Review of The Loney, by Andrew Michael Hurley

pace-egg

When I finished The Loney I was thoroughly annoyed & felt that I’d wasted my time with a book that contrived to be a fast read that passed incredibly slowly. About three hours & a nap later what apparently had happened in the story jelled & I saw why one might compare it to The Wicker Man, as well as to some of the stories by Shirley Jackson and H. P. Lovecraft. From my current Christian perspective, this book is a story about two ways not to observe Easter: an extremely constricted & superstitious species of Roman Catholicism (which was already totally outdated in the 1970s when the principal action takes place) & an atavistic pagan survival which is cruel, messy & utterly ruthless. Guess which really works. With the Catholics you get simnel cake & a shrine of St. Anne with a magic well; the pagans make their most striking appearance as the Pace Eggers. I’d never heard of these before but found the Google images are priceless. The setting, in the neighbourhood of Morecambe Bay with its fierce and deadly tides, is wonderfully eerie too.

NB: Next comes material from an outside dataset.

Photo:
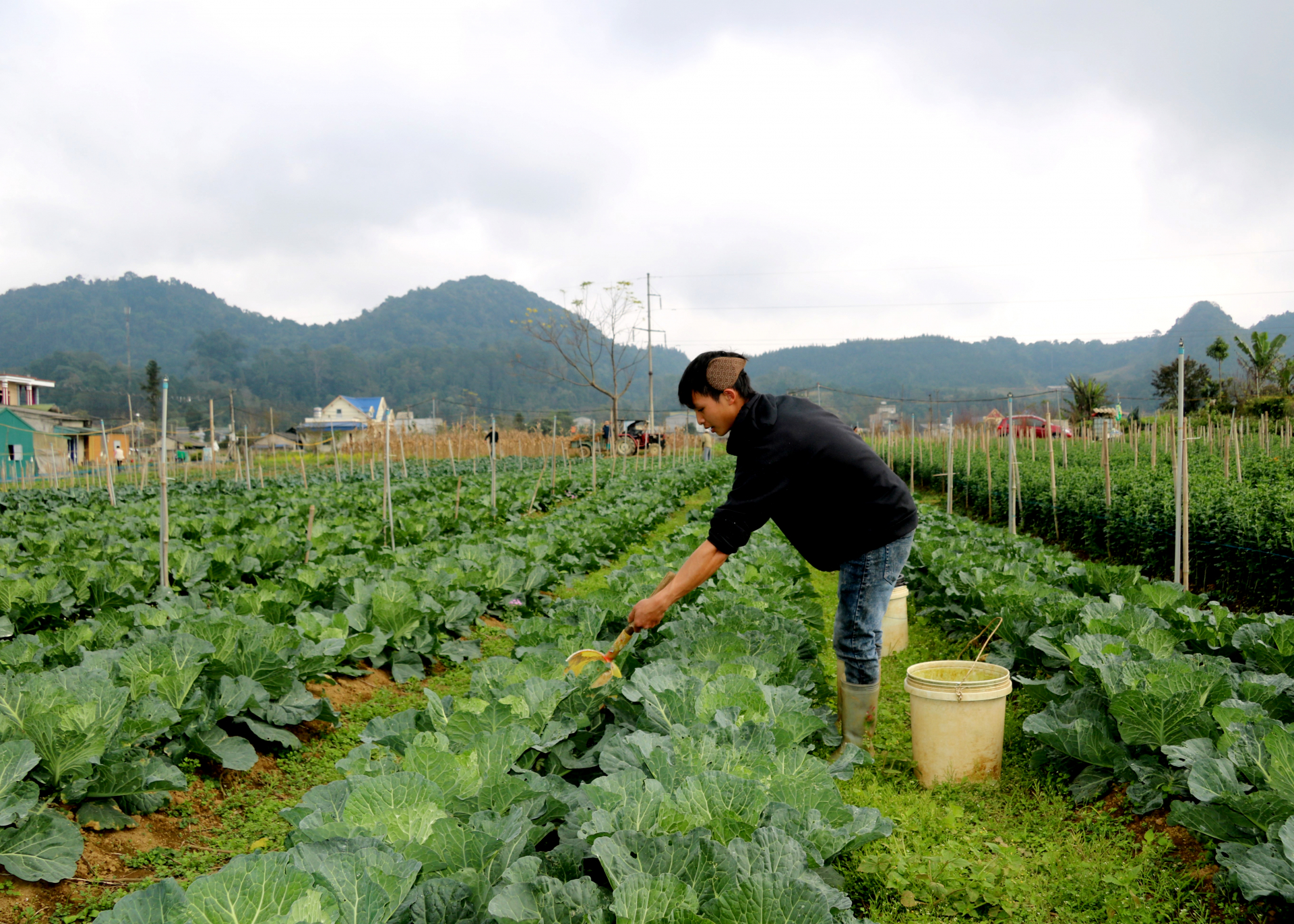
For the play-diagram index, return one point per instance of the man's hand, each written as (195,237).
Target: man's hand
(648,613)
(696,569)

But there are huge defects as well. It is a tedious read & there are more loose ends than Penelope’s loom after she’d undone her day’s efforts. Just how did an American WWII army rifle find its way to an old house on the English coast, complete with ammunition? How did Hanny manage to load it without instruction & without ending up with a very sore thumb? Not to mention tossing it about as if it were a baton – an M1 weighs 9.5 lbs & is rather awkwardly balanced. An Enfield would have been a better choice, lighter, better balanced, easier to load & much more likely to be found in England. We are never told why the narrator’s parents are called Mummer & Farther & I kept wondering whether these were pet names or dialect pronunciations. In a non-rhotic London dialect I expect the former would sound to a North American ear like “mummah” but how would the latter sound different from usual? Also how could there have been a 300 year old shrine to St. Anne in England after the Reformation? There’s also a Catholic church with a frightening Day of Doom picture on the wall that’s supposed to have survived from the Middle Ages. Not likely.

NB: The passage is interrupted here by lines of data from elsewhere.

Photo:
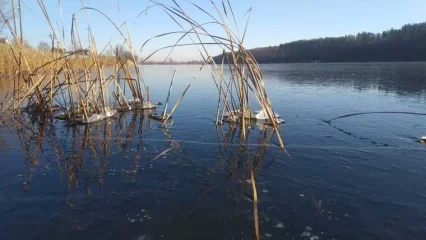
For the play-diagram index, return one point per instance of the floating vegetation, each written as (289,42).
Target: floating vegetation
(90,93)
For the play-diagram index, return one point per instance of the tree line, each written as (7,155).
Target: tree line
(405,44)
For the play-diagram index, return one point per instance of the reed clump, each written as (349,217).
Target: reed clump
(36,58)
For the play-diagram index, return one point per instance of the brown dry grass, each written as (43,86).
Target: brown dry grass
(10,65)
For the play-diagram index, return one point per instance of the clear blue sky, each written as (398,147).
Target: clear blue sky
(272,22)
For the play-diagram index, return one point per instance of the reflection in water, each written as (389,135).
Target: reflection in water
(127,178)
(88,158)
(400,78)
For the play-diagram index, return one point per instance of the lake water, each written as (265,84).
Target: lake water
(360,177)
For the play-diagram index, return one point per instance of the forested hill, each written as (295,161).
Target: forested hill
(405,44)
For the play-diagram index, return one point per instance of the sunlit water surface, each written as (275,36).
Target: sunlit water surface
(362,177)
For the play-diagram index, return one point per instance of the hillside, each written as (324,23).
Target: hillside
(405,44)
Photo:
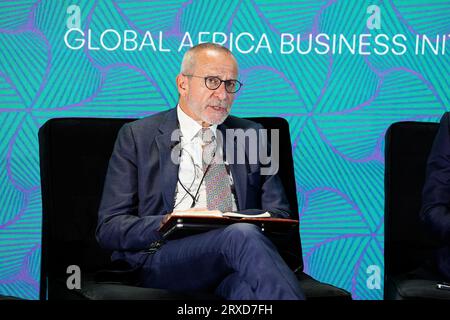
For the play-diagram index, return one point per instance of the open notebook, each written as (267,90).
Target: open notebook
(217,213)
(186,223)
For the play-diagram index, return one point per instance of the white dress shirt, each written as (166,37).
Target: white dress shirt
(190,172)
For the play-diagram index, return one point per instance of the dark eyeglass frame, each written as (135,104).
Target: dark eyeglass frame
(227,82)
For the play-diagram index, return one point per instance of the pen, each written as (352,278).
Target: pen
(443,286)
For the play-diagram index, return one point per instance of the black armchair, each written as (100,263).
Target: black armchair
(74,155)
(408,246)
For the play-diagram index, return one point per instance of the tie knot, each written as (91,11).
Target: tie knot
(207,135)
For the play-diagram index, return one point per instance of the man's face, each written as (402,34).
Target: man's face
(203,104)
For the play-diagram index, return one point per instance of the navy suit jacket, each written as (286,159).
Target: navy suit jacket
(436,194)
(141,179)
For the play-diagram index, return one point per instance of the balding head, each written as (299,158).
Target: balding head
(204,61)
(190,57)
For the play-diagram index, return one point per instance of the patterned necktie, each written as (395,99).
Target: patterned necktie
(217,181)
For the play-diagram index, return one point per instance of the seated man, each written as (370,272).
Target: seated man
(145,183)
(436,196)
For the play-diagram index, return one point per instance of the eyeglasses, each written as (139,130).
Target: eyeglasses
(213,83)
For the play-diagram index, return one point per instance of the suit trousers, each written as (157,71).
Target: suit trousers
(237,262)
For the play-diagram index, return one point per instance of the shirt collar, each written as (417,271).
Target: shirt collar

So I give The Loney three stars, not because it’s middling, but because it runs the gamut from one to five back and forth so often the stars begin to twinkle. The Catholic characters are extremely depressing. It is hard to believe that Mummer is still under 40 & that Vatican II had occurred. She complains to Father Bernard – an Irish priest of somewhat liberal tendencies that he isn’t maintaining the standards of the sadistic & psychotic Father Wilfred. Once more I’m persuaded that the classic supernatural story does not work well at full length. (That may be one reason I’ve never become a fan of Stephen King & why I’ve bogged down on Sarah Rayne & F. G. Cottam.) At the length of The Lottery, Ancient Mysteries or Casting the Runes, pagan survivals work much better for me. But finding the Pace Eggers was worth the price of admission.

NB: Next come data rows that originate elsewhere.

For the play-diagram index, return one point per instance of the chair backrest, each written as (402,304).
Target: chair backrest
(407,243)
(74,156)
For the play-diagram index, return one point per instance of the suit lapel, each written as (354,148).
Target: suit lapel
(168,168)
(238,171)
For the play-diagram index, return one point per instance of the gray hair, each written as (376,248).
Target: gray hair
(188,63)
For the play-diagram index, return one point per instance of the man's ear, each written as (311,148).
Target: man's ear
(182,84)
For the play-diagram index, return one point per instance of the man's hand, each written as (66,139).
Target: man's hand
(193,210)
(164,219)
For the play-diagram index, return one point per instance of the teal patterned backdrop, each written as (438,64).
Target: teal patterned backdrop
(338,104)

3 thoughts on “Review of The Loney, by Andrew Michael Hurley

  1. I had reservations about this one too, Bill. I thought the ending was very muddled. I’ve been trying to find a contemporary novel that’s scared me, this year. I used to read Stephen King when I was a teenager and was scared then, but now they no longer have the same effect on me. I’ve read Bird Box recently, and am now half way through A Head Full of Ghosts, both of which didn’t / aren’t working for me. I think that perhaps you’re right, it doesn’t work in the long form.